MISSION UPDATES | February 4, 2020

Sol 2665: Ch-Ch-Ch-Ch-Changes

Written by Claire Newman, Atmospheric Scientist at Aeolis Research
Navcam image showing Curiosity surrounded by topography in our current location.

Navcam image showing Curiosity surrounded by topography in our current location. Image credit: NASA/JPL-Caltech. Download image ›

Today’s planning was very interesting as we didn’t know what type of sol this would be until right before the Science Operations Working Group (SOWG) meeting when all the science and engineering requests are integrated into a single plan for the rover to execute.

There were three options at the start of planning: (1) stay where we are and prepare to drill; (2) do a ‘bump’ to get into a better position to drill; and (3) a longer drive to find a better location. The issue with (1) was that, while the drive over the weekend left Curiosity in front of a very interesting outcrop, it also left the rover with significant tilt. So it was initially unclear whether we would pass the Slip Risk Assessment Process (SRAP), as required to be able to drill here. For this reason, both the GEO (geology) and ENV (environmental) science theme groups had to come up with a few different plans! Due to power and other constraints, the science block was only 37 minutes long, which didn’t leave enough time to do ChemCam activities as well as everything else. However, this location is of great interest for ChemCam because it’s close to the contact between the Greenheugh Pediment and Murray formation, hence chemical analysis could reveal important information on processes affecting the rocks immediately beneath Mount Sharp’s capping unit.

The ENV group and Mastcam therefore agreed to give up all of our activities to ChemCam if we were going to immediately drive away (option 3). If, however, we were going to stay put or ‘bump’ (options 1 and 2), we decided that ENV and Mastcam activities would take up all of the time, leaving the ChemCam activities until a later sol. Even then, the science activities varied depending on whether we stayed put or moved a little. For example, ENV dust devil movies are ideally taken during a period with REMS coverage, because we can then compare any imaged dust devils (dusty vortices) with measurements of vortex pressure drops made by REMS. The ‘stay put’ plan (option 1) had the science block at about 2pm local true solar time on Mars, which was covered by REMS; however, the ‘bump’ plan (option 2) had the science block earlier, during a period with no REMS coverage. So if we went with option 2, we would have pulled the dust devil movie to make room for other activities.

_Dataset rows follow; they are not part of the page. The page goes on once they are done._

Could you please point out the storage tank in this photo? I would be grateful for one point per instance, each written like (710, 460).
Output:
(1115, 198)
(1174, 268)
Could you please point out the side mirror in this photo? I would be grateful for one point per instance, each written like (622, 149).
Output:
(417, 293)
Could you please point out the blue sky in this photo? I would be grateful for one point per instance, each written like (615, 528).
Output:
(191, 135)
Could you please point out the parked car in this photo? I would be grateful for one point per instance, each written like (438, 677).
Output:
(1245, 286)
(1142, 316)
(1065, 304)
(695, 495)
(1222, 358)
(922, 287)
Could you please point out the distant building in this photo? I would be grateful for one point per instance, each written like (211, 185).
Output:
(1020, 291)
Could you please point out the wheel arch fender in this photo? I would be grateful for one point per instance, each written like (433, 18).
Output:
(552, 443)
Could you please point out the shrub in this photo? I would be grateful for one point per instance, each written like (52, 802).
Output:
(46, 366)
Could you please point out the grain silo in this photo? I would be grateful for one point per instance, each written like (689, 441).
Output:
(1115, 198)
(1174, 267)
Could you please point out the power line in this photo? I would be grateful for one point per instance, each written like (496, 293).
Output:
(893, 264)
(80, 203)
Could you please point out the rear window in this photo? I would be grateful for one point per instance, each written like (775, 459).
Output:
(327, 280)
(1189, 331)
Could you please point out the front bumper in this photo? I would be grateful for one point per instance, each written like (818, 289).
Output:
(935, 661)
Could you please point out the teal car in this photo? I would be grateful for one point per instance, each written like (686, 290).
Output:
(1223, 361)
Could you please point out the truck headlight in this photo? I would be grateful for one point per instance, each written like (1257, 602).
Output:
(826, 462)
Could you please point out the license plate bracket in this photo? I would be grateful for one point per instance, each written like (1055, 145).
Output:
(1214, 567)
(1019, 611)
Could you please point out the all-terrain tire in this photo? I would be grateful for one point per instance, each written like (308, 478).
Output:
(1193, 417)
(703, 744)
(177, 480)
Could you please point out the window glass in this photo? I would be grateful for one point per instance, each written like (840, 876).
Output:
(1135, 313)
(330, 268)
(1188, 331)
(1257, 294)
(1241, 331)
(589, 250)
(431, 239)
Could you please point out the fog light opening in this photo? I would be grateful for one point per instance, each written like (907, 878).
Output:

In the end, we discovered at the start of the SOWG meeting that the rover had passed SRAP and we would be staying put to drill (option 1). We therefore stuck with our bevy of ENV and GEO Mastcam activities. For ENV, these included a Suprahorizon cloud movie (looking for clouds above the north crater rim), a Navcam dust devil movie, and a Navcam ‘line of sight’ measurement of the dustiness across the crater. ENV activities were somewhat limited, as many of them rely on being able to image some distance away (e.g. to look for dust devils in all directions or to look for cloud shadows on Mount Sharp), whereas we are surrounded by high topography in many directions at this location (e.g. see image). For GEO, activities included APXS of the potential drill target “Hutton,” followed by a DRT (to remove dust) then a center and offset APXS on the potential drill spot, as well as a Mastcam mosaic of the top of “Tower Butte” to document sedimentologic structures, a Mastcam observation of a light-toned target named “Dumfriesshire,” and finally Mastcam on a on a portion of the bedrock that had been scuffed by the rover’s wheel, to look for surface changes. The latter will be used to infer wind strength and direction at our current location, which is valuable both for comparison with Mars atmospheric models and to determine the risk of drill samples being blown away.